Supervised injection facilities (SIFs) provide spaces where persons who inject drugs (PWID) can inject under medical supervision and access harm reductions services. Though SIFs are not formally established in the US, such facilities are being considered for approval in several New York State (NYS) communities. No data exists from PWID in NYS, and little from outside major US urban centers, on willingness to use SIFs and associated factors.
This analysis included 285 PWID (mean age=38.7; 57.7% male; 72.3% non-Hispanic white) recruited for a study on hepatitis C prevalence among PWID in Upstate New York, where participants were recruited from syringe exchange programs (n=80) and able to refer other PWID from their injection networks (n=223). Participants completed an electronic questionnaire that included a brief description of SIFs and assessed willingness to use SIFs. We compared sociodemographic characteristics, drug use/harm reduction history, healthcare experience, and stigma between participants who were willing vs. unwilling to use such programs.
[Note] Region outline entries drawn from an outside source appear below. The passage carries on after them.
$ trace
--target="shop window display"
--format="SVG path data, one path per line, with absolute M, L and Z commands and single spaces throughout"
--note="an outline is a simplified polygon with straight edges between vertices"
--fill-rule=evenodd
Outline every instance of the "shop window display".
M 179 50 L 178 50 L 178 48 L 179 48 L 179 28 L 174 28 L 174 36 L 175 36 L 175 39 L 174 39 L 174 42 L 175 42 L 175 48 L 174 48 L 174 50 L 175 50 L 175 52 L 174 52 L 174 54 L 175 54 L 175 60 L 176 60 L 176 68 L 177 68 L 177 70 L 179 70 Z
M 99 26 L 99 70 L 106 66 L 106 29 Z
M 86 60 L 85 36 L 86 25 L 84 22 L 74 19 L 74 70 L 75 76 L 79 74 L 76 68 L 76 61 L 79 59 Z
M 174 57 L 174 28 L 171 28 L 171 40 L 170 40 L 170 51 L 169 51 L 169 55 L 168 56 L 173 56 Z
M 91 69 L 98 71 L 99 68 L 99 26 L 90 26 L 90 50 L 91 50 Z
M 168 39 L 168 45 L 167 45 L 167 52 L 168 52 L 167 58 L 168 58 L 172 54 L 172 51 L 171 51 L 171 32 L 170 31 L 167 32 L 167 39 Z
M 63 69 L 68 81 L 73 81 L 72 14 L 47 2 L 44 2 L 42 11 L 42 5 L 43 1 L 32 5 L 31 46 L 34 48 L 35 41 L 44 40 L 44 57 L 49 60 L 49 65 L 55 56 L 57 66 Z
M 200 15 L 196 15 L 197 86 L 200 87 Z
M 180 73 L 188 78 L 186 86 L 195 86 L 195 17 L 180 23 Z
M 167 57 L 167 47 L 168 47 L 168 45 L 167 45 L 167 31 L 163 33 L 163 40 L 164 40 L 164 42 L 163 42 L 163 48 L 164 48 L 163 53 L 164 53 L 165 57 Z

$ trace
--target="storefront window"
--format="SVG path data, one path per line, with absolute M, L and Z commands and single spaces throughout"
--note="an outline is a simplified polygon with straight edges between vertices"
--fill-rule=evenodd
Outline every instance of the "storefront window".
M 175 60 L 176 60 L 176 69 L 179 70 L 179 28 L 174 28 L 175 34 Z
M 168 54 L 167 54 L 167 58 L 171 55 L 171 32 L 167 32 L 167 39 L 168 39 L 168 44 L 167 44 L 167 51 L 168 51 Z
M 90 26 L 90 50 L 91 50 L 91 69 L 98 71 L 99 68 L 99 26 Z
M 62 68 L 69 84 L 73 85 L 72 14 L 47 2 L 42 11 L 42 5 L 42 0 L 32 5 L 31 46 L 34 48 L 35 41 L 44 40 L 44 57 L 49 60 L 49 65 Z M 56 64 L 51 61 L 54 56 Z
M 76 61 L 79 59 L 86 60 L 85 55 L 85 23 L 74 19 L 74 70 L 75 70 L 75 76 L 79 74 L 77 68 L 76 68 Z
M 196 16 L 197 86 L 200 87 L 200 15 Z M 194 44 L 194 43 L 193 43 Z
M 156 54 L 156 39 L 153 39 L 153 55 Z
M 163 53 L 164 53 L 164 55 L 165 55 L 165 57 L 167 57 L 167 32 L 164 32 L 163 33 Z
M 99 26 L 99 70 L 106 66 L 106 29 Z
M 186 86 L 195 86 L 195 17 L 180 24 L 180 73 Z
Overall, 67.4% were willing to use SIFs, 18.3% unwilling, and 14.4% unsure. Among those reporting being willing or unwilling, we found higher willingness among those who were currently homeless (91.8% vs. 74.6%; p=0.004), who had interacted with police in the past 12 months (85.7% vs. 74.5%; p=0.04), and who were refused service within a healthcare setting (100% vs. 77.1%; p=0.03).
Our results support SIF acceptability in several Upstate New York PWID communities, particularly among those reporting feelings of marginalization. A large proportion reported being unsure about usage of SIFs, suggesting room for educating PWID on the potential benefits of this service. Our results support SIF acceptability in NYS and may facilitate reaching PWID subgroups that are most marginalized, should SIFs become available.